Leer, ha sido, gran parte de mi vida, algo mecánico. Recorro los textos sin tregua, mientras cazo piezas de rompecabezas con la expectativa de armar una o varias ideas. No me tropiezo, corro sin mirar atrás, pescando ideas fáciles frente a mí que puedan servirme para digerir. Le arranco un sentido – cualquiera – a las palabras, las frases, los párrafos; me apresuro a llegar al final para que mi memoria sostenga todo lo que quepa en la pequeña ánfora que me tocó; luego la vuelco en el borde de la página y reviso, escaneo, pienso, reflexiono lo que me quedó. Finalmente vuelvo al texto y tras digerirlo levemente, empiezo a leer.
A mis cinco años, cuando me “leía” la Historia Interminable de Ende, no pensé que enfrentarme a un texto sería difícil. Me resultaba sencillo pensar que podía correr por las páginas siguiendo a Bastián Baltasar Bux o Atreyu en sus aventuras, sin pensar en trascender el texto. Todo era hermoso, entretenido y demasiado sencillo. A mis veinticinco años agonizo con treinta páginas de texto escrito las cuales leo en silencio, en voz alta, a gritos y me llevan a encerrarme en el cuarto para reflexionar o enredarme la cabeza. Al final, sin embargo, el texto no me dice mucho. Se queda callado, su título en mis pupilas, esperando que procese sus ideas o vuelva a entrar en él.

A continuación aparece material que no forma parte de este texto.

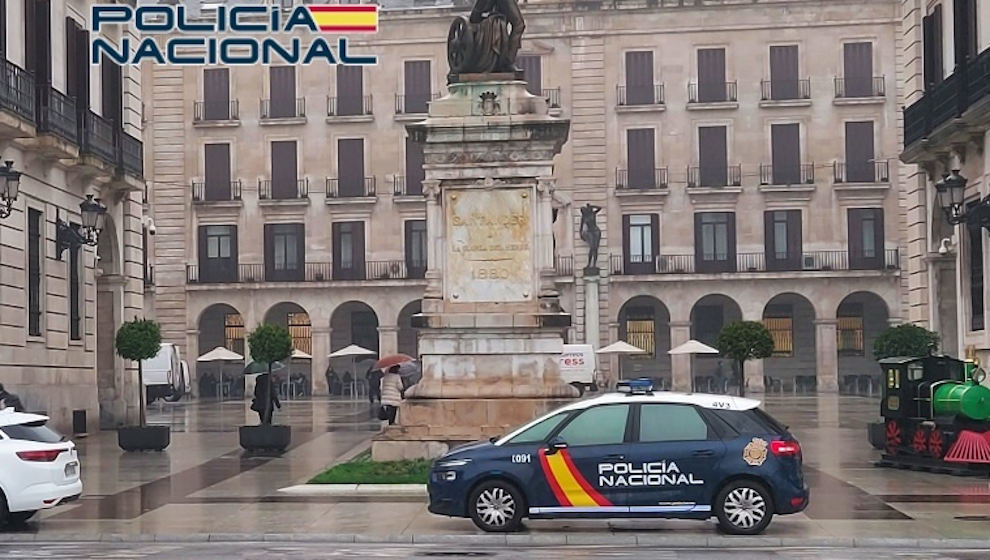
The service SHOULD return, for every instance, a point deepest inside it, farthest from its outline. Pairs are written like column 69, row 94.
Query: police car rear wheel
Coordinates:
column 496, row 506
column 744, row 508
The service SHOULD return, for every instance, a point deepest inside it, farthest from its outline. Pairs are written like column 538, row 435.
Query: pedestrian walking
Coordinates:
column 392, row 394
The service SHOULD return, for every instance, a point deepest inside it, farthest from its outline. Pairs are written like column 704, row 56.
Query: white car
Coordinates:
column 39, row 469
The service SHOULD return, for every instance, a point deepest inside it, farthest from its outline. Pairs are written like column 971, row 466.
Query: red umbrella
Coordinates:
column 393, row 360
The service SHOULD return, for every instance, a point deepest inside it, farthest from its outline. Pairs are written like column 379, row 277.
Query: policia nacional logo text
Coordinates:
column 657, row 473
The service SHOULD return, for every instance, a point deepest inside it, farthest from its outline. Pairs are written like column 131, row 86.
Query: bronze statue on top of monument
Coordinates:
column 488, row 41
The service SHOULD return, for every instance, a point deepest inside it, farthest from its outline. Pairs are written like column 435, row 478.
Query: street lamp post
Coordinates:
column 10, row 183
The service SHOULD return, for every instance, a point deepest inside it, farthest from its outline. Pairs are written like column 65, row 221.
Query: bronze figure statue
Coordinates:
column 487, row 41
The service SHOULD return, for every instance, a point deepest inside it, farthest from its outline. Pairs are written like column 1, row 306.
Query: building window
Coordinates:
column 75, row 296
column 416, row 248
column 779, row 320
column 641, row 330
column 35, row 252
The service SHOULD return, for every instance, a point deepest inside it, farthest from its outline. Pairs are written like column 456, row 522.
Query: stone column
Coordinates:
column 321, row 359
column 826, row 348
column 681, row 374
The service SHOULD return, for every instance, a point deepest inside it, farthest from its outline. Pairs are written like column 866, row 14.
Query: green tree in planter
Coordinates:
column 905, row 340
column 742, row 341
column 269, row 344
column 139, row 340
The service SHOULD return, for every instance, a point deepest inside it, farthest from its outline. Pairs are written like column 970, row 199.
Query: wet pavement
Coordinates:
column 204, row 483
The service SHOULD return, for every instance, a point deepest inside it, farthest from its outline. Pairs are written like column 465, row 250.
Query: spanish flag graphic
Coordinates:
column 568, row 485
column 346, row 18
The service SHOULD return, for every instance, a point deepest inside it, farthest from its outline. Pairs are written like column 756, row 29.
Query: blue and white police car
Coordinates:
column 636, row 453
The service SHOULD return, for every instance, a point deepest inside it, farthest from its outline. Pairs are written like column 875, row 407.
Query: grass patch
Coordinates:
column 362, row 470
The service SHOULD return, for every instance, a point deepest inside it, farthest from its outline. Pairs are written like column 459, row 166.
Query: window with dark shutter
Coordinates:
column 785, row 147
column 860, row 156
column 782, row 239
column 784, row 72
column 858, row 69
column 639, row 78
column 713, row 156
column 350, row 90
column 216, row 94
column 417, row 86
column 641, row 154
column 284, row 171
column 348, row 250
column 283, row 92
column 414, row 167
column 532, row 66
column 711, row 75
column 35, row 250
column 217, row 170
column 350, row 167
column 416, row 248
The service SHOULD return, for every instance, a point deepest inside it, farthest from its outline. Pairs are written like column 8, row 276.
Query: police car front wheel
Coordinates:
column 496, row 506
column 744, row 507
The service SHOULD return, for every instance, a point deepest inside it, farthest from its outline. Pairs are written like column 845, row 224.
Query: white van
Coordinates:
column 166, row 376
column 577, row 366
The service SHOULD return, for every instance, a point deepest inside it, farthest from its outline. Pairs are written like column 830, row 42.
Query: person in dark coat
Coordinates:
column 260, row 402
column 10, row 400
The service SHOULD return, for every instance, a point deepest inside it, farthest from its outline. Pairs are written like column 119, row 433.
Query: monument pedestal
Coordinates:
column 491, row 327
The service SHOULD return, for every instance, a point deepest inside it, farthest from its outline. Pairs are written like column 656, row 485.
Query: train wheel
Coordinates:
column 936, row 444
column 893, row 437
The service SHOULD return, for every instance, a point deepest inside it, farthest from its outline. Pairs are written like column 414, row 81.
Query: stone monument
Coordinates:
column 490, row 331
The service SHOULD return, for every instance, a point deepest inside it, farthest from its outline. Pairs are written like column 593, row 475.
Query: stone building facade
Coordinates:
column 72, row 129
column 743, row 157
column 946, row 49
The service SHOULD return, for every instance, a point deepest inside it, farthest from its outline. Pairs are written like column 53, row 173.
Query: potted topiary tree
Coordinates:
column 268, row 344
column 139, row 340
column 742, row 341
column 905, row 340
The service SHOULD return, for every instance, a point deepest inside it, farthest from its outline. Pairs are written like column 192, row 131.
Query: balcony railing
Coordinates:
column 877, row 172
column 800, row 174
column 730, row 175
column 283, row 108
column 628, row 96
column 349, row 106
column 784, row 90
column 99, row 137
column 809, row 261
column 201, row 194
column 207, row 111
column 412, row 104
column 859, row 87
column 367, row 187
column 712, row 92
column 57, row 115
column 267, row 191
column 657, row 181
column 17, row 90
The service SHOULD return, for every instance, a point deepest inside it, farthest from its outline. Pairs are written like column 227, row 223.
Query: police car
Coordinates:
column 635, row 453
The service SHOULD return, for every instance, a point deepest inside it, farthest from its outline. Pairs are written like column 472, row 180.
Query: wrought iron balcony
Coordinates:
column 786, row 90
column 658, row 180
column 17, row 90
column 639, row 95
column 212, row 111
column 349, row 106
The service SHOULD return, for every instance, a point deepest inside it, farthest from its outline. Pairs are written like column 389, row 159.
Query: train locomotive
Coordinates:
column 936, row 416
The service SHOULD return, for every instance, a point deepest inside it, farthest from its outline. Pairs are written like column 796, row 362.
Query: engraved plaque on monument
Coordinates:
column 490, row 235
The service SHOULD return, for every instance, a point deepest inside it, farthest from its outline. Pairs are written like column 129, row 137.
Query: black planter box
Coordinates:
column 146, row 438
column 266, row 438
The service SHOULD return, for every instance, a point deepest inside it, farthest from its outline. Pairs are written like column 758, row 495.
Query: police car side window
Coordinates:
column 601, row 425
column 671, row 422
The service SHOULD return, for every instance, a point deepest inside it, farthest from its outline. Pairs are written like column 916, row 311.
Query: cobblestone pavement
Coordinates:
column 205, row 484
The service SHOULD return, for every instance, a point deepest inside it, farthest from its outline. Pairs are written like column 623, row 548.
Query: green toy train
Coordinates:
column 936, row 416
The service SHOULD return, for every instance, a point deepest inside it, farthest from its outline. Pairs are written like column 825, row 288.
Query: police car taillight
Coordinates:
column 785, row 448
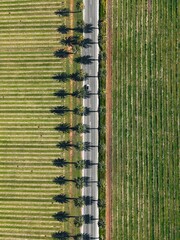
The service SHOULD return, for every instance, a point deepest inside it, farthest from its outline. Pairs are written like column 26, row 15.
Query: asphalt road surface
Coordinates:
column 91, row 16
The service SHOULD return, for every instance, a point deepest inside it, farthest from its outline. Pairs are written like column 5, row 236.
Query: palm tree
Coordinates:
column 62, row 198
column 62, row 77
column 85, row 43
column 61, row 110
column 88, row 28
column 61, row 235
column 64, row 145
column 80, row 5
column 79, row 182
column 101, row 223
column 63, row 12
column 62, row 53
column 80, row 164
column 79, row 202
column 101, row 203
column 63, row 127
column 78, row 221
column 61, row 216
column 79, row 146
column 79, row 75
column 60, row 162
column 80, row 110
column 82, row 236
column 101, row 166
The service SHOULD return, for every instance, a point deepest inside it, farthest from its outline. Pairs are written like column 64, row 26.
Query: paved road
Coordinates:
column 91, row 15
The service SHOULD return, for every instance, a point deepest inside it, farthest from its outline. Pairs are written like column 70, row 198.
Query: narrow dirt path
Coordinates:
column 71, row 102
column 109, row 122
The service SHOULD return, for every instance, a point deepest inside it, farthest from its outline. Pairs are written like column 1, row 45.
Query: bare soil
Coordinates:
column 109, row 122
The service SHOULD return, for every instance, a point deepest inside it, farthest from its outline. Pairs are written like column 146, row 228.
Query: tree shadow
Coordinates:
column 65, row 12
column 62, row 93
column 62, row 53
column 62, row 77
column 86, row 60
column 60, row 110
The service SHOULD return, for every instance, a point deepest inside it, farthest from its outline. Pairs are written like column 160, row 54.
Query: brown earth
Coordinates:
column 109, row 122
column 149, row 5
column 71, row 101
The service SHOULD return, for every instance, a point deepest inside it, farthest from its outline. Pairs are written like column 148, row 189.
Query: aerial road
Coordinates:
column 91, row 16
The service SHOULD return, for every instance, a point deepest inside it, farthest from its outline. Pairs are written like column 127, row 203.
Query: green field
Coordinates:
column 145, row 120
column 28, row 39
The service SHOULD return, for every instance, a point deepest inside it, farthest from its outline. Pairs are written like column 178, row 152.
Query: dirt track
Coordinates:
column 109, row 122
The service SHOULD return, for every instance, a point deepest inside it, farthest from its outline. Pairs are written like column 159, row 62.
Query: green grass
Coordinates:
column 28, row 38
column 145, row 121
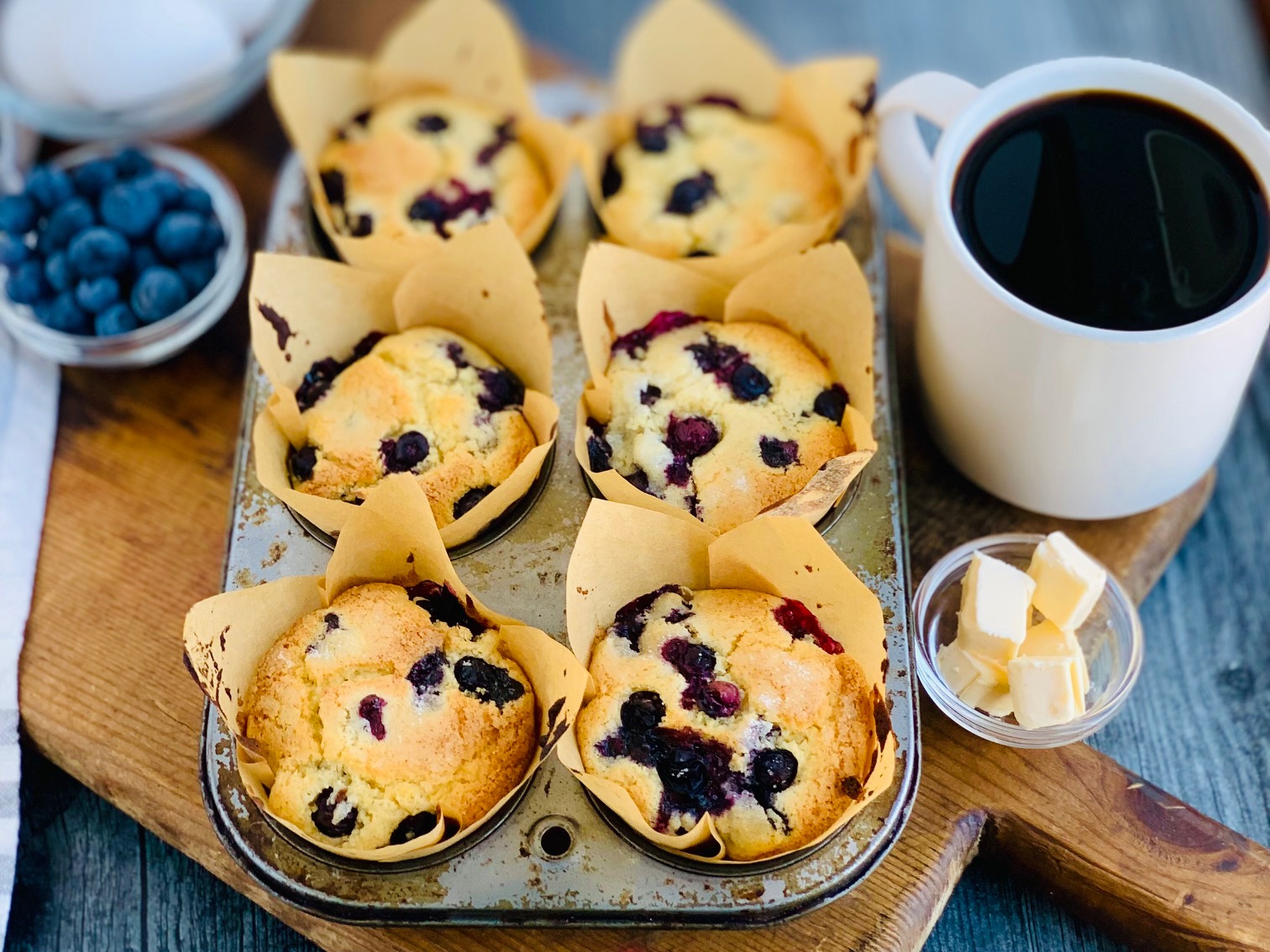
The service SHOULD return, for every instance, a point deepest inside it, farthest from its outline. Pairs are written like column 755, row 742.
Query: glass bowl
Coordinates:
column 150, row 343
column 184, row 113
column 1111, row 640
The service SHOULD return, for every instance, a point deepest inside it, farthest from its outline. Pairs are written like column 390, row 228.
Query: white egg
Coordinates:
column 245, row 17
column 29, row 39
column 129, row 52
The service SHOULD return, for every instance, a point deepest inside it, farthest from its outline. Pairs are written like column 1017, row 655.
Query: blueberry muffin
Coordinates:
column 385, row 711
column 733, row 704
column 424, row 401
column 707, row 179
column 429, row 164
column 719, row 419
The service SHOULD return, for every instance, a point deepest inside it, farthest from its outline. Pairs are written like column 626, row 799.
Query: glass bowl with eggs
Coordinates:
column 83, row 70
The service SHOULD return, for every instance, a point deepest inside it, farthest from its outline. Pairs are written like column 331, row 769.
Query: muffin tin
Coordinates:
column 555, row 857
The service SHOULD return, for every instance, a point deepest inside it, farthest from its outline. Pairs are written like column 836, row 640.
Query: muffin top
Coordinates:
column 706, row 179
column 734, row 704
column 385, row 711
column 424, row 401
column 719, row 419
column 429, row 164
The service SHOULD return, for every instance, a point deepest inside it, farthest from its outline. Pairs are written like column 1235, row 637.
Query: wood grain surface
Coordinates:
column 135, row 533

No puedo presumir de mi universo léxico, ni de mi habilidad para cazar el sentido del texto a la primera. A veces me frustro frente a dos frases que se interponen en mi lectura por una palabra que no comprendo; intento pescar pistas del contexto para hacerme una idea general y, a la hora de la relectura, estar armado de elementos que me sirvan para comprender. No siempre lo consigo; es ahí cuando debo acudir al diccionario a resolver la duda para no estancarme y avanzar. Dentro del texto, rendirme por un bloqueo no es permitido; me desanimo sí, pero siempre estoy presto a desafiar mi automatismo lector e ir mejorando en el acto de leer. Mi avance es lento pero significativo; es necesario.
Algún día seré profesor y será mi deber enseñar a leer, invitar a los jóvenes a curiosear entre las líneas. Para eso es necesidad saber hacerlo y me falta un buen trecho para sentirme capaz de compartirle mi cómo leer a alguien. Disfruto mis lecturas en cuanto las entienda: si ésta no me dice, no me deja o no soy capaz de sacar algo, no aportará un ápice a mi universo lector y no es que me abunde. Además, llegar a un salón de clases sin un universo lector más allá del académico resulta poco productivo además de desgraciado para los muchachos a mi cargo. Por eso me reafirmo como el retazo de lector que soy; lector en proceso, en formación; aspirante a la posibilidad de trascender la lectura para, eventualmente, enseñarla.